The (unofficial) Unicode Switch is now available

By | November 23, 2008

Now DLangExtensions 2.0 BETA has a Unicode Switch extension. By keeping it the way a real compiler switch would have worked, it was easy to implement. It took me less than 2 hours. There is no command line compiler extension yet. The old dcc32le.exe used a technique that wasn’t stable and could result in crashing the dcc32.exe process. And I don’t know if I will spend time changing the code. I rather work on a Delphi 2009 version of DFMCheck.

Because the IDE plugin is still in BETA (and I don’t think that it will ever leave this state) you must install the IDE expert by hand or you use GExperts to install it.

Download:

Name IDE Version File Size Downloads Added
DLangExtensions 2.0 BETA 2009 DLangExtensions2009BETA.zip 187.32 KB 1753 times 2008-11-23

The description of all features of DLangExtensions 2.0 can be read in the Readme.txt

WARNING: No official stable version is released. The development snapshot builds are work in progress and may not be stable.
Use at your own risk.

Installation (by hand)

  1. Copy DLangExtensions.dll and the CompileInterceptorW.dll to $(BDS)\bin
  2. Optional: Copy DLangExt.exe to $(BDS)\bin
  3. Open Regedit and navigate to the HKCU\Software\CodeGear\BDS\6.0\Experts key (you must create the “Experts” sub-key if it doesn’t exist)
  4. Add a new String-Value to the registry key with the name “DLangExtensions” and the value to “Your BDS Directory\bin\DLangExtensions.dll”.


Description

The Unicode Switch changes the meaning of “string”, “Char” and “PChar” to “RawByteString”, “AnsiChar” and “PAnsiChar”. It also typecasts all constant strings and constant characters to “RawByteString” and “AnsiChar”. This reduces the number of implicit typecasts by the compiler and the ANSI functions are called and not the Unicode versions that the compiler prefers.

Enabling/Disabling the ANSI mode

The ANSI mode is activated by the new ANSISTRINGS switch.

{%ANSISTRINGS ON/ACTIVE/OFF}

The switch uses the %-character instead of the $-character because otherwise Error Insight will show you errors.

 

Switch Description
ON enables AnsiStrings, undefines UNICODE, adds alias types for Code Insight
ACTIVE enables AnsiStrings, undefines UNICODE (CodeInsight and Compiler column-info can be wrong)
OFF disables AnsiStrings, defines UNICODE

Limitations

  • The {%ANSISTRINGS ON} must be inserted below the “uses” clause in the “interface” or “implementation” block.

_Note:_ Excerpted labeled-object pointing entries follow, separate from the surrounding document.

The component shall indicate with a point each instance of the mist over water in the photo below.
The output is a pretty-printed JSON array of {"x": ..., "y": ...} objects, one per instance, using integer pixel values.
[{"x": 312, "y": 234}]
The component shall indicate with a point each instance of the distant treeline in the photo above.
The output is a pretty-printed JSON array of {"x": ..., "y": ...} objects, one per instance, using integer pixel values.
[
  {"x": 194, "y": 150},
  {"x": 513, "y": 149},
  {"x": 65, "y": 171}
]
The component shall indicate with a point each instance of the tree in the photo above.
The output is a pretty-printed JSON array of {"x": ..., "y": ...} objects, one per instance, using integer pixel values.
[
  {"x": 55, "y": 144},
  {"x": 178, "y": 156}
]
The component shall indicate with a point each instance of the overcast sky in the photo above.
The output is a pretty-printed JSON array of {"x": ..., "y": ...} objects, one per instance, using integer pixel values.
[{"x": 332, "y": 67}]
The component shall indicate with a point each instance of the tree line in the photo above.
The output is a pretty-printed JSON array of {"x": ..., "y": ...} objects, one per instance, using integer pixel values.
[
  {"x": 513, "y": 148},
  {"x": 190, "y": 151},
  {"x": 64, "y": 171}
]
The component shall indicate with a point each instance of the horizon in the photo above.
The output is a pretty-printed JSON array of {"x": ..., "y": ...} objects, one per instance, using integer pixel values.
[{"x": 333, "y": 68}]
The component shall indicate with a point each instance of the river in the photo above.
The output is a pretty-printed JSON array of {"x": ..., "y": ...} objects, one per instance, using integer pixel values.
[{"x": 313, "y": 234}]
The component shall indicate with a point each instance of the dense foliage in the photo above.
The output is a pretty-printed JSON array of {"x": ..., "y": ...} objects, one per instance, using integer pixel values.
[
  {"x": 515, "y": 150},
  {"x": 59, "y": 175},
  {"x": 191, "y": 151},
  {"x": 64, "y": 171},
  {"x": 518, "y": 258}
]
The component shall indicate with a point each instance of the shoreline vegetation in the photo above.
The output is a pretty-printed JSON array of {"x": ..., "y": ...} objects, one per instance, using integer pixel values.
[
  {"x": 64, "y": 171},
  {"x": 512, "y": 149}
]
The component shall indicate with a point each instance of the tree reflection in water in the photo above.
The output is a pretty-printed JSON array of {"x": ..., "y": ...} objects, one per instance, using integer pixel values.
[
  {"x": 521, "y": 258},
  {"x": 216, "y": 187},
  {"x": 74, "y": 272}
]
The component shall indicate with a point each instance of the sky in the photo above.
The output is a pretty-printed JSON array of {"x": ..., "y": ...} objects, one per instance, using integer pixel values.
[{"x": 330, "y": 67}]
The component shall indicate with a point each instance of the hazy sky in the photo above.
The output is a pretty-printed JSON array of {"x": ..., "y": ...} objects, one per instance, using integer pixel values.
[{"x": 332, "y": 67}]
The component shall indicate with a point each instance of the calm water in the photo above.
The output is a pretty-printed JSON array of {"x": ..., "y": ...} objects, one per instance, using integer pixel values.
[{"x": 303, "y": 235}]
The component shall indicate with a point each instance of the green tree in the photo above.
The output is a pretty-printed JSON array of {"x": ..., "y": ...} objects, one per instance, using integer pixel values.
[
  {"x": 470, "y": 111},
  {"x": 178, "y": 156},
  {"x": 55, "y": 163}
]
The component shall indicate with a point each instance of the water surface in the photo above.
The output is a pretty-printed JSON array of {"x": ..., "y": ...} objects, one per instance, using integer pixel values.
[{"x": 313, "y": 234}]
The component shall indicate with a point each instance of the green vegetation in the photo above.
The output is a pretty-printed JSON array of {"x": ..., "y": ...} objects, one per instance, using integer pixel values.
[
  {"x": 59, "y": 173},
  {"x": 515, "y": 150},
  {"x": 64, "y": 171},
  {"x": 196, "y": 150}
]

Thus it can’t be used between “begin” and “end”. This is because the switch must declare type aliases to keep the column information correct
    {%ANSISTRINGS ACTIVE} doesn’t have this limitation.
  • The switch cannot be IFDEFed. IFDEFs are ignored.
  • The switch does not “ansify” your code it just changes the meaning of “string”, “Char” and “PChar” to “RawByteString”, “AnsiChar” and “PAnsiChar”. Nothing more, nothing less.

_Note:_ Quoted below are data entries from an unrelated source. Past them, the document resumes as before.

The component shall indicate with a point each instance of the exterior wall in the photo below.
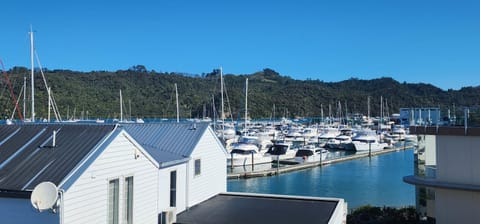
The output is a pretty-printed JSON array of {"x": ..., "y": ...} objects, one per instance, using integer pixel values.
[
  {"x": 21, "y": 211},
  {"x": 457, "y": 159},
  {"x": 86, "y": 201},
  {"x": 431, "y": 153},
  {"x": 164, "y": 188},
  {"x": 457, "y": 206},
  {"x": 213, "y": 177}
]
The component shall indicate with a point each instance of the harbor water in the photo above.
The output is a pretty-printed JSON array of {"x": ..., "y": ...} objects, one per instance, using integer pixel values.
[{"x": 375, "y": 181}]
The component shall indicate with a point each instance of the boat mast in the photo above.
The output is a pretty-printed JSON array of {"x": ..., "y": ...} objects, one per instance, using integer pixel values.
[
  {"x": 246, "y": 102},
  {"x": 221, "y": 93},
  {"x": 49, "y": 104},
  {"x": 176, "y": 97},
  {"x": 121, "y": 107},
  {"x": 32, "y": 71},
  {"x": 368, "y": 108},
  {"x": 24, "y": 95}
]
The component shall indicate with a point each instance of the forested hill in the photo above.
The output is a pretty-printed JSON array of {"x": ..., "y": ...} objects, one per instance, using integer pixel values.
[{"x": 151, "y": 94}]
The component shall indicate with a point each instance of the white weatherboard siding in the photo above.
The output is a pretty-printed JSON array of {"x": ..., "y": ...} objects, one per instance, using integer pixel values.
[
  {"x": 86, "y": 200},
  {"x": 213, "y": 177},
  {"x": 164, "y": 188}
]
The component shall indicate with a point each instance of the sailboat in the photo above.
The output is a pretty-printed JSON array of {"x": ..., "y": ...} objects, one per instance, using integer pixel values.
[{"x": 225, "y": 131}]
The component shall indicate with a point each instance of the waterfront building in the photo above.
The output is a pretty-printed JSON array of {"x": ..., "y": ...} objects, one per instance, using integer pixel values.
[
  {"x": 102, "y": 175},
  {"x": 447, "y": 173}
]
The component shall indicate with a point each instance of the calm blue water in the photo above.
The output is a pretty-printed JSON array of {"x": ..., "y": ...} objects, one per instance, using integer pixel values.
[{"x": 376, "y": 181}]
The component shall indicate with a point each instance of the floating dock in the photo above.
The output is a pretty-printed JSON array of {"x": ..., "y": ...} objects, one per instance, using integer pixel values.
[{"x": 300, "y": 166}]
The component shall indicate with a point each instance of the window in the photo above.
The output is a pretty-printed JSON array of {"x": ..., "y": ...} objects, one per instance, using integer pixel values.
[
  {"x": 173, "y": 188},
  {"x": 113, "y": 201},
  {"x": 128, "y": 200},
  {"x": 197, "y": 167}
]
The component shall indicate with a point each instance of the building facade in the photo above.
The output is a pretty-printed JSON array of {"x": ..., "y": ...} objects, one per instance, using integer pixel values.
[{"x": 447, "y": 173}]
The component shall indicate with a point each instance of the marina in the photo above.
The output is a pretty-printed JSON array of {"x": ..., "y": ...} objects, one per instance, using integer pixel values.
[{"x": 360, "y": 179}]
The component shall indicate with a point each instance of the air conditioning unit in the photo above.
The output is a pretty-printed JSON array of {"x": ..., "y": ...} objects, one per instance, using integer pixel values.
[{"x": 168, "y": 216}]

23 thoughts on “The (unofficial) Unicode Switch is now available

  1. Esteban Pacheco

    Good Job CodeGear!

    This kind of features allow us users to slowly move into D2009. Keep up the great work!. Kudos to the entire team behind this Beta version of the “Unicode Switch”.

  2. Michael

    “Good Job CodeGear!”

    Esteban, I guess you misunderstood something, didn’t you? This is not the work of CodeGear but the work of a private person which does the job CodeGear should have done!

  3. Kyriacos Michael

    Thank you Andreas for all these great features.
    All the best.

  4. Eduardo

    Hi Andy!!!, you made an excellent work. Unicode Switch are fantastic. One more time you made the work of the CodeGear. Congratulations!!

    🙂

  5. Andreas Hausladen Post author

    This Unicode switch implementation is only there to proof that such a switch introduces lots of pitfalls and issues because you still have to interop with a Unicode RTL and VCL. Believe me that this switch doesn’t allow “users to slowly move into D2009”. Especially because “The switch does not ‘ansify’ your code”.

  6. Xepol

    Once again proving what all of us claimed at the start of the D2009 public feedback process – it was perfectly possible to add a switch in to make these changes not just easily, but safely by aliasing the types.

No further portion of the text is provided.